In the late 1930s the political problems arising from the proselytizing of Nazi agents in Argentina overshadowed trade activities. Ebel carefully assesses the impact of National Socialism on the German community in Argentina, the sharp divergences between the Nazi Party and the German Foreign Office over priorities of policy toward South America, and the diplomatic repercussions of the Party’s political meddling in Argentina—meddling that in the long run proved not too serious. At no time was Argentine sovereignty threatened, Ebel points out, since the strength there of the Party and its supporters was minimal. Argentina’s well-known record during World War II showed that prewar Nazi activity had not substantially affected Argentine-German relations.

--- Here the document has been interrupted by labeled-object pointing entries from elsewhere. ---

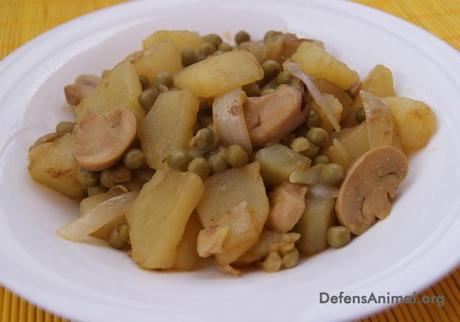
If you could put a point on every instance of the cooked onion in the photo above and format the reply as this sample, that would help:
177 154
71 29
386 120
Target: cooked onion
229 121
326 111
379 120
107 211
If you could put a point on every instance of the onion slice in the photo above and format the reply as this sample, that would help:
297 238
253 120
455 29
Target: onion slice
327 112
379 120
104 213
229 121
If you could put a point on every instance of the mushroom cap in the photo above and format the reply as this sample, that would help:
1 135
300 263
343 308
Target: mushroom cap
369 186
102 139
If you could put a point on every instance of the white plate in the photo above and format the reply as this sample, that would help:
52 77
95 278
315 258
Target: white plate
415 246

Argentine nationalism, directed primarily at Great Britain and the United States, aided German diplomacy, but only as a by-product, says Ebel, since Argentine leaders did not have any special sympathy for the Nazi regime. Indeed, the Argentine Foreign Ministry, particularly when headed by Saavedra Lamas, was imbued with a legalistic, pro-League of Nations sentiment that was by definition anti-Nazi. As for the broader question of Nazi aims in South America, Ebel concludes reasonably that there is little justification for the view that Berlin had special expansionist designs on South America or that efforts to strengthen ties with the region were peculiarly Nazi. Hitler and his top-level advisers did not follow developments there closely; German cultural policy toward South America was not unique compared with policy toward other areas; and key steps taken to reinforce Germany’s diplomatic position in South America, such as the elevation of legations to embassies, had been planned during the Stresemann era.

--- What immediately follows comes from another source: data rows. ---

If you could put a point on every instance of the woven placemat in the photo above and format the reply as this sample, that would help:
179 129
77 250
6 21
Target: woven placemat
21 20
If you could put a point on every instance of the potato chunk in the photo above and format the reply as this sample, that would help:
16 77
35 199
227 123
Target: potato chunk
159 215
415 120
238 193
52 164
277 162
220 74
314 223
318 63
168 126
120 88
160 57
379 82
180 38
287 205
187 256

Ebel’s approach is traditional, his research in German archives was apparently exhaustive, and his book goes a considerable way toward filling a noticeable historiographical gap. But because of his overwhelming relianee on German archival materials, and despite judicious use of the available printed works, the book is unilateral. The diplomatic archives of Great Britain and the United States, Germany’s key competitors for influence in Argentina, would have cast revealing light on the subject, particularly in view of the perhaps unavoidable absence of Argentine records. What Ebel has done is provide us with a picture of Argentine-German relations filtered through a German lens. This is nonetheless a valid undertaking, and in imposing some coherence on a vast array of German records, Ebel has rendered a noteworthy service to students of Argentine and international history.